Introduction: Previous studies of premature ventricular contractions (PVC)-induced cardiomyopathy (PVC-CM) in canines have showed reduction in L-type Ca 2+ current and Ca 2+ transient amplitude in isolated ventricular myocytes, concomitant with eccentric hypertrophy and a decline in left ventricular (LV) ejection fraction. Objectives: Assess potential alterations of PVC-CM related to: 1) the efficiency of the Ca 2+ recycling machinery in the sarcoplasmic reticulum (SR), and 2) the overall ultrastructural integrity of myocytes. Methods: Modified pacemakers were implanted in healthy canines to reproduce PVC-CM after 3 months of bigeminal PVC (50% burden at 200-220 ms coupling interval). Animals were randomized to either 50% PVC or no PVC (sham).

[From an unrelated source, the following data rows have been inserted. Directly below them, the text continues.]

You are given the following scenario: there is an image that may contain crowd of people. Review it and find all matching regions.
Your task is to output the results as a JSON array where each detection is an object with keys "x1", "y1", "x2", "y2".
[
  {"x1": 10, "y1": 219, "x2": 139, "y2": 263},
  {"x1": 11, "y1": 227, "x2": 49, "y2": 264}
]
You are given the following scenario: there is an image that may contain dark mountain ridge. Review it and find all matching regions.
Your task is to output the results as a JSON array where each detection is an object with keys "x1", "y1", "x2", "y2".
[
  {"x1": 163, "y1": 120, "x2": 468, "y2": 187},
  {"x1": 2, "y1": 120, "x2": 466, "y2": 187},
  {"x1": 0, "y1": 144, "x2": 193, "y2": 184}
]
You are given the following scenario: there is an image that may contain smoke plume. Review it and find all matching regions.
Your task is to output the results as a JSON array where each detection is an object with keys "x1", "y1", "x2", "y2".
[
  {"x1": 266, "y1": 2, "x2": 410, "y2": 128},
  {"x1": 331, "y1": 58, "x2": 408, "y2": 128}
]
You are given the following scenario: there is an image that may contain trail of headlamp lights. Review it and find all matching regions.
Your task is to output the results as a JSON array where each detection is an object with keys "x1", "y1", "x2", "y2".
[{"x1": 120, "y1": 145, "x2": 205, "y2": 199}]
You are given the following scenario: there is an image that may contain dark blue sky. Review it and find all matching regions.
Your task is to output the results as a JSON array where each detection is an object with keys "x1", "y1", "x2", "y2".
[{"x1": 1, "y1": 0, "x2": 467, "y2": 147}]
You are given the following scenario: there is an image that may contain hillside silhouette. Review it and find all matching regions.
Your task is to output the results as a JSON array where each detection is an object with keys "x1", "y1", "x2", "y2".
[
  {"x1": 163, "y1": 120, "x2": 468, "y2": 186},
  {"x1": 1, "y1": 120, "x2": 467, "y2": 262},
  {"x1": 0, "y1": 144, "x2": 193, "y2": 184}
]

Ventricular cardiomyocytes were isolated and paced to measure Ca 2+ transients using Fura2. Permeabilized cardiomyocytes loaded with Fluo-5N were used to assess SERCA2 activity in vitro . Additionally, expression of SERCA2, and phosphorylated versus total phospholamban (PLN) were measured with Western blot (WB). LV wall muscle was fixed, en-block stained with uranyl acetate, and thin-sectioned for electron microscopy (EM). Results: There was a non-statistically significant trend towards a reduction of SR-Ca 2+ reuptake efficiency in PVC-CM vs sham, evidenced by a 21% slower decay of the electrically-evoked cytosolic Ca 2+ transient and a 23% slower maximal rate of SR Ca 2+ uptake (PVC-CM n=42 cells, 4 animals vs sham n=50 cells, 3 animals). WB analysis showed a 23% reduction in SERCA2 expression (0.76 ± 0.18 vs 1 ± 0.25, P =0.002, n=6 animals each), a 40% increase in PLN expression (1.4 ± 0.18 vs 1 ± 0.1, P <0.0001, n= 3 animals each), and a 64% reduction in phospho-PLN (0.35 ± 0.15 vs 1 ± 0.18, P <0.0001, n=3 animals each) in PVC-CM vs sham. In addition, EM showed intact dyads, regularly shaped SR, but noticeable myofibril disorder in the PVC-CM derived samples. Conclusions: In PVC-CM, there is impaired electrically-evoked Ca 2+ cycling due to a combination of reduced L-type Ca 2+ channels and reduced SERCA-mediated SR Ca 2+ uptake. This combined with the apparent ultrastructural remodeling, underscore long-term cellular adaptations leading to LV systolic dysfunction associated to the chronic exposure to PVC.